La economia, estupido

La crisis inmobiliario-financiera estadounidense ha generado una tempestad de incertidumbre en todos los mercados y la economía globalizada se ha resentido. Ya se sabe que cuando una potencia como Estados Unidos estornuda, el constipado se internacionaliza.

Y de esta manera, la economía que había pasado desapercibida en el debate político de toda la legislatura, ha pasado ahora a monopolizar la agenda. Una ínfima parte de las acciones de fiscalización de la oposición conservadora tuvieron alguna cosa que ver con los asuntos económicos. El terrorismo, las supuestas rupturas de España o de la familia y otras catástrofes han sido los temas elegidos para derrotar al gobierno.

Ahora, a pesar de que los números del crecimiento económico nos sitúan muy por encima de la media europea, que durante esta legislatura se han creado tres millones de puestos de trabajo, que se ha rebajado en más de tres puntos el paro, que hay más población activa que nunca, que España se ha convertido en la octava potencia mundial y que la renta per cápita española ha superado a Italia, la sombra alargada de la crisis -interesada en términos políticos o real también en diversos ámbitos- emerge como la cuestión.

Otra vez se pone de moda el aserto sobre el que pivotó la campaña del primer Clinton: la economía, estúpido, la economía. El hecho diferencial principal –es mucha la distancia- es la propia realidad de una economía potente, solidificada en los últimos cuatro años, nada comparable a la herencia del primer Bush que situó al país en unos parámetros de deuda pública enorme al tiempo que caía la productividad y el empleo.
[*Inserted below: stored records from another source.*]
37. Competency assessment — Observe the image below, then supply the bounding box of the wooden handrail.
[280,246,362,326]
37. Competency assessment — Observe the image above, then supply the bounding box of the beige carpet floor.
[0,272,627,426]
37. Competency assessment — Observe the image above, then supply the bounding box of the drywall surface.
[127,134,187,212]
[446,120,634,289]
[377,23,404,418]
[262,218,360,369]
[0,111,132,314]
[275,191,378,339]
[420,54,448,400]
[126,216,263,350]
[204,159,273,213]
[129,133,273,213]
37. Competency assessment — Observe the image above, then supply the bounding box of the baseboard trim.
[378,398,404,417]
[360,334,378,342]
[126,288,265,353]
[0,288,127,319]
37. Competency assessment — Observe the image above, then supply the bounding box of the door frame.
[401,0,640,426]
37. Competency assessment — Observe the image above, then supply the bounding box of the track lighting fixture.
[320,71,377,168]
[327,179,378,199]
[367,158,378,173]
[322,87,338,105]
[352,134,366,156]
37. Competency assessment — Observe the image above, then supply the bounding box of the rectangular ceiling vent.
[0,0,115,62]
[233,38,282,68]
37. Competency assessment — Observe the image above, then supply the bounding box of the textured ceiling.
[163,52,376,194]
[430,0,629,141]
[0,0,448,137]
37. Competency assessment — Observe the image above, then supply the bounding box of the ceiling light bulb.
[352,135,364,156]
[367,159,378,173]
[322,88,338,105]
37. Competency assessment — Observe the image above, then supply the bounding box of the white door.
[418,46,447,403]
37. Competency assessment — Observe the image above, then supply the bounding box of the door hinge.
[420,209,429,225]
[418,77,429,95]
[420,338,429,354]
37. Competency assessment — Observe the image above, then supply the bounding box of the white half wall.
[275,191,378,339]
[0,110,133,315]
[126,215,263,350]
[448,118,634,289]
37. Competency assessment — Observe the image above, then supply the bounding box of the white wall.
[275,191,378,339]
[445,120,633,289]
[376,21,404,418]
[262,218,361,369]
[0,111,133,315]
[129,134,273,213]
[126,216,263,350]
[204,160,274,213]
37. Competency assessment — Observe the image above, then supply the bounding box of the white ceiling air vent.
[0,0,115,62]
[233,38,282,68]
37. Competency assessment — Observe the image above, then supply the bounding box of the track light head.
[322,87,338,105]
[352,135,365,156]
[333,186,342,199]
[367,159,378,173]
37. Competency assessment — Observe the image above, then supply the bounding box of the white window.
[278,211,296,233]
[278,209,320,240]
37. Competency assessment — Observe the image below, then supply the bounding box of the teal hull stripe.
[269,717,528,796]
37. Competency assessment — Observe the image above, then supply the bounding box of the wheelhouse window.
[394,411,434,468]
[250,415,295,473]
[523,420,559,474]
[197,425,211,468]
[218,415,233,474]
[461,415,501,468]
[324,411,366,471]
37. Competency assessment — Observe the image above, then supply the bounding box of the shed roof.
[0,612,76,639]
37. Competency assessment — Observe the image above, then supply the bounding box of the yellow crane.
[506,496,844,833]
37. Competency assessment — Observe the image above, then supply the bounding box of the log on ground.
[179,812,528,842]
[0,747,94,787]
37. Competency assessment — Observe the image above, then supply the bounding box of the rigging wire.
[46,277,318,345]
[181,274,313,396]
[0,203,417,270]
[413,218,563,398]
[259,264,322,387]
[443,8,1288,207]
El gobierno de España se encuentra en una buena situación para actuar en este momento porque a diferencia por ejemplo del consell de la Generalitat, ha preparado las cuentas públicas para coyunturas de menor crecimiento y no ha descontrolado la deuda como el gobierno autonómico. Es posible aplicar políticas de impulso porque en tiempo de bonanza se ha logrado ahorrar y alcanzar el superávit presupuestario.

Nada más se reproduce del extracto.